Our analysis included 256 age-matched pairs (AMD 126, no AMD 130). Of those with AMD, 79 (30.9%) had early AMD and 47 (19.4%) had late AMD. The mean age was 75±9 years, and there was no significant difference in vascular risk factors between groups. Patients with AMD had a higher prevalence of CAA (16.7% vs 10.0%, p=0.116) and superficial siderosis (15.1% vs 6.2%, p=0.020), but not deep CMB (5.2% vs 6.2%, p=0.426), compared to those without AMD. After adjusting for covariates, having late AMD was associated with increased odds of CAA (OR 2.83, 95% CI 1.10-7.27, p=0.031) and superficial siderosis (OR 3.40, 95%CI 1.20-9.65, p=0.022), but not deep CMB (OR 0.7, 95%CI 0.14-3.51, p=0.669).

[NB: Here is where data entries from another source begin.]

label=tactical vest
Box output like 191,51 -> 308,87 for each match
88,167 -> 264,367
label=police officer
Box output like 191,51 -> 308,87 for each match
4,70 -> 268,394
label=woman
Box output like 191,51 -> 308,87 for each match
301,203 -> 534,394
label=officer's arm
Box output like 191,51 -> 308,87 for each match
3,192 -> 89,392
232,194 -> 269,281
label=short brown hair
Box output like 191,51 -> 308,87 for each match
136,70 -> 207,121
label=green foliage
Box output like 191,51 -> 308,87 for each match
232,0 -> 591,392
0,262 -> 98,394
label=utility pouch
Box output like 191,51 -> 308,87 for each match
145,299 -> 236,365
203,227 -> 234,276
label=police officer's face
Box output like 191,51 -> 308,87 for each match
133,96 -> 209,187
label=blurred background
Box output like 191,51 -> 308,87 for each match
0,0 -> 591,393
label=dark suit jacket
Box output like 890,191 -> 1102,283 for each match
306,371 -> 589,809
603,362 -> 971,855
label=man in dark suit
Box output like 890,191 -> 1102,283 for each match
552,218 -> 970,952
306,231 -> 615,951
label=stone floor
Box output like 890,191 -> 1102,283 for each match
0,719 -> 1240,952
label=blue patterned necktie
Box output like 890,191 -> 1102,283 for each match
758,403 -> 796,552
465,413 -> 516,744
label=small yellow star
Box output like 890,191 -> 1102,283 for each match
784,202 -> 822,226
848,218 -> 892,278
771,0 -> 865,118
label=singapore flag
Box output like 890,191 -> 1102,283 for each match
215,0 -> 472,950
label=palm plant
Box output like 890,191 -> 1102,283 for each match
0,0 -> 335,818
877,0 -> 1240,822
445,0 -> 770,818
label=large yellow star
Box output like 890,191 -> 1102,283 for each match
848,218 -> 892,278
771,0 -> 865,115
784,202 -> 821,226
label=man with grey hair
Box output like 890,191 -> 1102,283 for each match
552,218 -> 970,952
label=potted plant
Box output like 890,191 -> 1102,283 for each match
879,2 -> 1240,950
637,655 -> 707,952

AMD was associated with CAA and superficial siderosis but not deep CMB, consistent with the hypothesis that amyloid deposits play a role in the development of AMD. Prospective studies are needed to determine if features of AMD may serve as biomarkers for the early diagnosis of CAA.
年龄相关性黄斑变性(AMD)是老年人中常见的视网膜退行性疾病。淀粉样蛋白沉积是脑淀粉样血管病(CAA)的标志,可能与 AMD 的发病机制有关。由于淀粉样蛋白沉积可能导致 AMD 和 CAA 的发展,我们假设 AMD 患者的 CAA 患病率更高。
比较年龄匹配的 AMD 患者和无 AMD 患者的 CAA 患病率。
我们进行了一项横断面、1:1 年龄匹配的病例对照研究,纳入了 2011 年至 2015 年在 Mayo 诊所接受视网膜光学相干断层扫描和脑部 MRI 检查的年龄≥40 岁的患者。主要的因变量是可能的 CAA、表浅铁质沉着症、脑叶和深部脑微出血(CMB)。使用多变量逻辑回归评估 AMD 与 CAA 之间的关系,并根据 AMD 严重程度(无 AMD、早期 AMD 和晚期 AMD)进行比较。
我们的分析包括 256 对年龄匹配的患者(AMD 组 126 例,无 AMD 组 130 例)。其中 79 例(30.9%)为早期 AMD,47 例(19.4%)为晚期 AMD。平均年龄为 75±9 岁,两组间血管危险因素无显著差异。与无 AMD 组相比,AMD 患者的 CAA 患病率(16.7% vs. 10.0%,p=0.116)和表浅铁质沉着症(15.1% vs. 6.2%,p=0.020)更高,但深部 CMB 患病率(5.2% vs. 6.2%,p=0.426)无显著差异。调整协变量后,晚期 AMD 与 CAA(比值比 2.83,95%置信区间 1.10-7.27,p=0.031)和表浅铁质沉着症(比值比 3.40,95%置信区间 1.20-9.65,p=0.022)的患病风险增加相关,但与深部 CMB 无关(比值比 0.7,95%置信区间 0.14-3.51,p=0.669)。
AMD 与 CAA 和表浅铁质沉着症相关,但与深部 CMB 无关,这与淀粉样蛋白沉积在 AMD 发病机制中起作用的假说一致。需要前瞻性研究来确定 AMD 的特征是否可以作为 CAA 的早期诊断生物标志物。